G2P with MFA
Grapheme-to-phoneme conversion with Montreal Forced Aligner (on Kaggle)
Original on Kaggle
%%capture
import os
os.chdir('/tmp')
!wget https://github.com/MontrealCorpusTools/Montreal-Forced-Aligner/releases/download/v1.0.1/montreal-forced-aligner_linux.tar.gz
!tar zxvf montreal-forced-aligner_linux.tar.gz
!ln -s /tmp/montreal-forced-aligner/lib/libpython3.6m.so.1.0 /tmp/montreal-forced-aligner/lib/libpython3.6m.so
os.chdir('/kaggle/working')
os.environ['LD_LIBRARY_PATH'] = f'{os.environ["LD_LIBRARY_PATH"]}:/tmp/montreal-forced-aligner/lib/'
os.environ['PATH'] = f'{os.environ["PATH"]}:/tmp/montreal-forced-aligner/bin/'
%%capture
!apt-get -y install libgfortran3
!mkdir /tmp/example
The example below is from section 488 (p. 239) of Gaeilge Chorca Dhuibhne by Diarmuid Ó Sé.
The provided transcription is: əs kiːn′ l′əm nə ˈheːn′ɪ v′eh ə bɪn′t′ vuːn er′
%%writefile /tmp/example/test1.lab
is cuimhin liom na haoinne a bheith ag baint mhóna air
Ibid, Section 488, p. 238
xuːərˈdiːs ˈgax ɑːt′
%%writefile /tmp/example/test2.lab
chuardaíos gach áit
MFA insists on having .wav
files, which it reads, even though it makes no use of them for G2P
%%capture
!apt-get -y install sox
!sox -n -r 16000 -b 16 -c 1 -L /tmp/example/test1.wav trim 0.0 6.000
!sox -n -r 16000 -b 16 -c 1 -L /tmp/example/test2.wav trim 0.0 6.000
!mfa_generate_dictionary ../input/train-irish-mfa-model-fuaimeanna/g2p-munster.zip /tmp/example/ output
!cat output
Word | Pronunciation | Alt.

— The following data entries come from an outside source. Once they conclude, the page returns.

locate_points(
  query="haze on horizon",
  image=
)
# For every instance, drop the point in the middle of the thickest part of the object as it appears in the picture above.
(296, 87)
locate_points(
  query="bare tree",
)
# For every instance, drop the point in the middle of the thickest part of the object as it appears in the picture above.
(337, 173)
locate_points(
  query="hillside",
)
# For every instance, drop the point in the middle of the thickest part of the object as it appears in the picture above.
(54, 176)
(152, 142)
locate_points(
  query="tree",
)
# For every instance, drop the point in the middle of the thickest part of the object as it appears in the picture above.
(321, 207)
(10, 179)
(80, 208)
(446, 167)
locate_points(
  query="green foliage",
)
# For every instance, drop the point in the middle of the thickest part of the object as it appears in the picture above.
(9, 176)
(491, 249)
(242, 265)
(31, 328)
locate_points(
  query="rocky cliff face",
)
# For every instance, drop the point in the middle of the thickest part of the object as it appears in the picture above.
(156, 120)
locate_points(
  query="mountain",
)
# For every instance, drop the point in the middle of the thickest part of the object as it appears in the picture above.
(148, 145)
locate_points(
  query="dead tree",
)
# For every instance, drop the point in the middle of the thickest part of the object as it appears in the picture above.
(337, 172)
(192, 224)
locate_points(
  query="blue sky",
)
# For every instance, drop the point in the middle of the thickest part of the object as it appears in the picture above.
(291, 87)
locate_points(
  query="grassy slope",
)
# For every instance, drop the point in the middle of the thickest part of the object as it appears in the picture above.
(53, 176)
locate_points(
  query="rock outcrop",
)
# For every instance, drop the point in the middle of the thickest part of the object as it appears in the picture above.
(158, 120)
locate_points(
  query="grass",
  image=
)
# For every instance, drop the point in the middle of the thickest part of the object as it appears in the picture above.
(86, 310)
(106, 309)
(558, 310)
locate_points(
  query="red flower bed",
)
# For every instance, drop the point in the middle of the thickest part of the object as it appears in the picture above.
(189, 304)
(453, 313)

Transcript | Generated | Correct? | In context? | Rule/Reason |
---|---|---|---|---|---|---|
is | əs | əsˠ (~ ɪʃ) | ɪ ʃ | ✔️ | ❌ | Exception: ios but correct before a slender consonant |
cuimhin | kiːn′ | kiːnʲ | k ɪ vˠ nʲ | ❌ | ❌ | Missing grapheme: uimhi |
liom | l′əm | lʲəmˠ (~ lʲʌmˠ) | lʲ ʌ mˠ | ✔️ | ✔️ | (See, e.g., section 291: l′um) |
na | nə | n̪ˠə | n̪ˠ ə | ✔️ | ✔️ | |
haoinne | ˈheːn′ɪ | heːnʲɪ | ɪ nʲ ɛ | ❌ | ❌ | |
a | ə | ə | ✔️ | ✔️ | ||
bheith | v′eh | vʲɛ(h) | vʲ ɛ | ✔️ | ❌ | Section 9: h → ∅ / _ # -V |
ag | ə | ə (~ ɪɟ) | a ɡ | ❌ | ❌ | ɪg′, section 60 |
baint | bɪn′t′ | bˠɪnʲtʲ | bˠ ɪ nʲ tʲ | ✔️ | ✔️ | |
mhóna | vuːn | vˠuːn̪ˠ(ə) | vˠ oː n̪ˠ ə | ✔️ | ❌ | ó → oː ~ uː / _ [+nasal], ə → ∅ / _ # |
air | er′ | eɾʲ | a ɾʲ | ❌ | ❌ | Exception: eir |
chuardaíos | xuːərˈdiːs | xuəɾˠd̪ˠiːsˠ | x uə ɾˠ d̪ˠ iː ʌ sˠ | ❌ | ❌ | Missing grapheme aío |
gach | ˈgax | ɡax (~ ɡəx) | ɡ ə x | ✔️ | ✔️ | See section 810 |
áit | ɑːt′ | ɑːtʲ | ɑː tʲ | ✔️ | ✔️ |